COMPMID-1096 - Add fast_math flag to CLConvolutionLayer
COMPMID-1103 - CLWinogradConvolutionLayer mismatches

Change-Id: Iceaa9482a1790ec39d2720c220261aaea8043978
Reviewed-on: https://eu-gerrit-1.euhpc.arm.com/129398
Tested-by: Jenkins <bsgcomp@arm.com>
Reviewed-by: Giorgio Arena <giorgio.arena@arm.com>
Reviewed-by: Georgios Pinitas <georgios.pinitas@arm.com>
diff --git a/tests/validation/reference/GEMM.cpp b/tests/validation/reference/GEMM.cpp
index 77d025e..f9dcfcb 100644
--- a/tests/validation/reference/GEMM.cpp
+++ b/tests/validation/reference/GEMM.cpp
@@ -1,5 +1,5 @@
 /*
- * Copyright (c) 2017 ARM Limited.
+ * Copyright (c) 2017-2018 ARM Limited.
  *
  * SPDX-License-Identifier: MIT
  *
@@ -41,23 +41,44 @@
     SimpleTensor<T> dst{ c.shape(), c.data_type(), 1, c.fixed_point_position() };
 
     // Compute reference
-    const int M = dst.shape().y();
-    const int N = dst.shape().x();
+    const int M = a.shape().y();
+    const int N = b.shape().x();
     const int K = a.shape().x();
+    const int D = a.shape().z(); // Number of matrices in a batch
+    const int W = a.shape()[3];  // Number of batched-gemm (Winograd case)
 
-    for(int row = 0; row < M; ++row)
+    const int a_stride_z = K * M;
+    const int a_stride_w = K * M * D;
+
+    const int b_stride_z = b.shape().num_dimensions() > 2 ? N * K : 0;     // Do not slide the matrix B along the 3th dimension in case matrix B has less than 3 dimensions
+    const int b_stride_w = b.shape().num_dimensions() > 3 ? K * N * D : 0; // Do not slide the matrix B along the 4th dimension in case matrix B has less than 4 dimensions
+
+    const int c_stride_z = N * M;
+    const int c_stride_w = N * M * D;
+
+    for(int w = 0; w < W; ++w)
     {
-        for(int col = 0; col < N; ++col)

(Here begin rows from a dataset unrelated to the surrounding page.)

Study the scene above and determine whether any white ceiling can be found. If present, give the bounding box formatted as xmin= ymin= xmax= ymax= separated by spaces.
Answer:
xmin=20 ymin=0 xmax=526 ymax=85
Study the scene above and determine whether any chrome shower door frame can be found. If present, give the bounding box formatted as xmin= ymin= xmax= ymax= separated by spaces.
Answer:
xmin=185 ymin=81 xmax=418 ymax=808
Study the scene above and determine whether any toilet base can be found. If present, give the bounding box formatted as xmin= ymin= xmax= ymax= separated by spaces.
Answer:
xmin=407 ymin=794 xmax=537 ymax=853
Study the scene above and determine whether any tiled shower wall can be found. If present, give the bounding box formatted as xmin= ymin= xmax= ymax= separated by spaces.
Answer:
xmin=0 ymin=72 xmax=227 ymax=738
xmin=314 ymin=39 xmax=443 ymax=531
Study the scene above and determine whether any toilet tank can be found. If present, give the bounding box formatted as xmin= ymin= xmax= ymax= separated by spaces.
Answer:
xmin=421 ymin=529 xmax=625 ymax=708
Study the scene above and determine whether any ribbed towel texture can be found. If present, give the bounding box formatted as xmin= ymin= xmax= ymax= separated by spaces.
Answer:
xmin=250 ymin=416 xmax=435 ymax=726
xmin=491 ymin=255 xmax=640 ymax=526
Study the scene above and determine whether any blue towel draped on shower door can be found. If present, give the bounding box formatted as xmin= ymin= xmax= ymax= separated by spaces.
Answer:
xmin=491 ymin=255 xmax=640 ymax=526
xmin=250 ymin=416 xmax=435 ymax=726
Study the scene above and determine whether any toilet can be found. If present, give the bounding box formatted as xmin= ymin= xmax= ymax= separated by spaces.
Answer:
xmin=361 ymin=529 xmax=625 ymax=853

+        for(int depth = 0; depth < D; ++depth)
         {
-            T acc(0);
+            const int base_addr_a = depth * a_stride_z + w * a_stride_w;
+            const int base_addr_b = depth * b_stride_z + w * b_stride_w;
+            const int base_addr_c = depth * c_stride_z + w * c_stride_w;
 
-            for(int k = 0; k < K; ++k)
+            for(int row = 0; row < M; ++row)
             {
-                acc += a[row * K + k] * b[k * N + col];
-            }
+                for(int col = 0; col < N; ++col)
+                {
+                    T acc(0);
 
-            // Finalize the result: alpha * A * B + beta * C
-            dst[col + row * N] = alpha * acc + beta * c[col + row * N];
+                    for(int k = 0; k < K; ++k)
+                    {
+                        acc += a[base_addr_a + k + row * K] * b[base_addr_b + col + k * N];
+                    }
+
+                    // Finalize the result: alpha * A * B + beta * C
+                    dst[base_addr_c + col + row * N] = alpha * acc + beta * c[base_addr_c + col + row * N];
+                }
+            }
         }
     }
 
@@ -75,37 +96,58 @@
     // Compute reference
     using promoted_type = fixed_point_arithmetic::traits::promote_t<T>;
 
-    const int M                    = dst.shape().y();
-    const int N                    = dst.shape().x();
-    const int K                    = a.shape().x();
-    const int fixed_point_position = a.fixed_point_position();
+    const int M = dst.shape().y();
+    const int N = dst.shape().x();
+    const int K = a.shape().x();
+    const int D = a.shape().z(); // Number of matrices in a batch
+    const int W = a.shape()[3];  // Number of batched-gemm (Winograd case)
 
+    const int a_stride_z = K * M;
+    const int a_stride_w = K * M * D;
+
+    const int b_stride_z = b.shape().num_dimensions() > 2 ? N * K : 0;     // Do not slide the matrix B along the 3th dimension in case matrix B has less than 3 dimensions
+    const int b_stride_w = b.shape().num_dimensions() > 3 ? K * N * D : 0; // Do not slide the matrix B along the 4th dimension in case matrix B has less than 4 dimensions
+
+    const int c_stride_z = N * M;
+    const int c_stride_w = N * M * D;
+
+    const int            fixed_point_position = a.fixed_point_position();
     const fixed_point<T> alpha_q(alpha, fixed_point_position);
     const fixed_point<T> beta_q(beta, fixed_point_position);
 
-    for(int row = 0; row < M; ++row)
+    for(int w = 0; w < W; ++w)
     {
-        for(int col = 0; col < N; ++col)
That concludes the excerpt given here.